Run the cell below to calculate the mean absolute error for k=1, or in other words, the error associated with using just one nearest neighbor as you did to create the map above. The calculation for mean absolute error that's being performed by the code before is the following:

$$MAE = \frac{1}{n} \sum_{i=1}^{n}{|\rm{actual}_i - \rm{model}_i|}$$
    
Where "n" is the number of samples in the test dataset

After testing k=1, run the following cell to test a range of values for k.

In [6]:
# Make an estimate of mean absolute error for k=1 by testing the method on 10% of the full dataset
utils.calculate_mae_for_k(full_dataset, k=1)

7.755365195301528

In [7]:
# Make an estimate of mean absolute error for a range of k values.
kmin = 1
kmax = 9
for kneighbors in range(kmin, kmax+1):
    print(f'k = {kneighbors}, MAE = {utils.calculate_mae_for_k(full_dataset, k=kneighbors)}')

k = 1, MAE = 7.755365195301528
k = 2, MAE = 7.121303933642593
k = 3, MAE = 6.982897094122495
k = 4, MAE = 6.946129095997671
k = 5, MAE = 6.934877267030211
k = 6, MAE = 6.9312845003464885
k = 7, MAE = 6.929711326789344
k = 8, MAE = 6.928685015704663
k = 9, MAE = 6.927768921775057


## 6. Use the best value of k to make a map of PM2.5 in Bogotá.

Run the cell below to generate a map PM2.5 values averaged over the time period from `start_date` to `end_date`. You can change the value of `k` to see how the result changes depending on `k`.

In [9]:
k = 1
start_date = datetime.fromisoformat('2021-08-04T08:00:00')
end_date = datetime.fromisoformat('2021-08-05T08:00:00')

utils.create_heat_map_with_date_range(full_dataset, start_date, end_date, k_neighbors=k)

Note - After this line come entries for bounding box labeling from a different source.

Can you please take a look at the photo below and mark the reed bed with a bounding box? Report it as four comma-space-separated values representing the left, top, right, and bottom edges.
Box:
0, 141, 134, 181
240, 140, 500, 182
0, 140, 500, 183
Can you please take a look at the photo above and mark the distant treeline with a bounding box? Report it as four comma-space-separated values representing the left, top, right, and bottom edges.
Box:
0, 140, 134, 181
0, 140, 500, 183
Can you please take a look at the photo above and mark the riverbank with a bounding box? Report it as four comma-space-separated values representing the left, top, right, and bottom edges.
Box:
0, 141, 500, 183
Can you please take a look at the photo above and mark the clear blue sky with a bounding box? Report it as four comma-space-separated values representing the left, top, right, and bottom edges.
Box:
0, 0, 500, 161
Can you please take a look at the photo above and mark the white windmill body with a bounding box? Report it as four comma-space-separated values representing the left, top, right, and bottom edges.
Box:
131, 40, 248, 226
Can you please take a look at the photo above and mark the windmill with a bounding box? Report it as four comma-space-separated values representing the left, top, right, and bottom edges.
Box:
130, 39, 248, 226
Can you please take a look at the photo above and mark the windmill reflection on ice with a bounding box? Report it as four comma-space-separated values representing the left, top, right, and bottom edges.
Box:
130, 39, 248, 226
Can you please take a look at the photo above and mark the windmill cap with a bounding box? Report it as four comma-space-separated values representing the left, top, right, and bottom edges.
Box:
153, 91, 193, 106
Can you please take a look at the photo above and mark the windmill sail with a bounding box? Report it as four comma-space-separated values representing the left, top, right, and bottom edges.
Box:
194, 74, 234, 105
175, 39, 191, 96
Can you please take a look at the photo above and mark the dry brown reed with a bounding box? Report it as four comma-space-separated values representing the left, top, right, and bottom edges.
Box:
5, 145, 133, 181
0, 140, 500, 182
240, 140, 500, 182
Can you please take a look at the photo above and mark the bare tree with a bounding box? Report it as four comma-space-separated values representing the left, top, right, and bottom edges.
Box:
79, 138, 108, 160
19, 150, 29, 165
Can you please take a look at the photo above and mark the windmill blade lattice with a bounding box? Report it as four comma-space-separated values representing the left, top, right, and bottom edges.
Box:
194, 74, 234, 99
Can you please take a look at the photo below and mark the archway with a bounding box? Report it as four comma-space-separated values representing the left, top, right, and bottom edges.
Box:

<Figure size 432x288 with 0 Axes>

## 7. Construct a map animation of the past 24 hours of PM2.5 in Bogotá.
Run the next cell to generate an animation of the past 24 hours. You can change k to use a different number of neighbors and change the dates to look at a different day. 

In [10]:
# Lets make an animation on a give set of dates
k = 1
grid_density = 32
# Filter a date range
start_date = datetime.fromisoformat('2021-08-04T08:00:00')
end_date = datetime.fromisoformat('2021-08-05T08:00:00')

# Build your animation
neigh = KNeighborsRegressor(n_neighbors=k, weights = 'distance', metric='sqeuclidean')
df_days = full_dataset[full_dataset['DateTime'] >= start_date]
df_days = df_days[df_days['DateTime'] <= end_date]
unique_dates = df_days['DateTime'].unique()
df_days = df_days[['DateTime', 'Station', 'Latitud', 'Longitud', 'PM2.5']]
features = []

for day_hour in unique_dates:
    df_day = full_dataset[full_dataset['DateTime'] == day_hour]
    day_hour = str(day_hour)[0:19]
    neigh.fit(df_day[['Latitud', 'Longitud']], df_day[["PM2.5"]])
    predictions_xy, dlat, dlon = utils.predict_on_bogota(neigh, grid_density)
    for row in predictions_xy:
        rect = utils.create_pol(row, dlat, dlon, day_hour)
        #print(rect)
        features.append(rect)
print('animation created successfully! run the next cell to see the result')

animation created successfully! run the next cell to see the result


## 8. Display your map animation

Run the next cell to display the animation you created!

In [11]:
map_animation = folium.Map(location=[4.7110, -74.0721], zoom_start = 11) 

folium.plugins.TimestampedGeoJson(
    {
        "type": "FeatureCollection",
        "features": features,
    },
    period="PT1H",
    duration='PT1H',
    add_last_point=True
).add_to(map_animation)


fg = folium.FeatureGroup(name="Stations")
for index, station in df_days[df_days['DateTime'] == start_date].iterrows():
    fg.add_child(folium.CircleMarker(location=[station['Latitud'], station['Longitud']], radius = 10,
                                     fill_color=utils.color_producer(station['PM2.5'], linear=True),
                                     color = '', 
                                     fill_opacity=0.9))
    map_animation.add_child(fg)

map_animation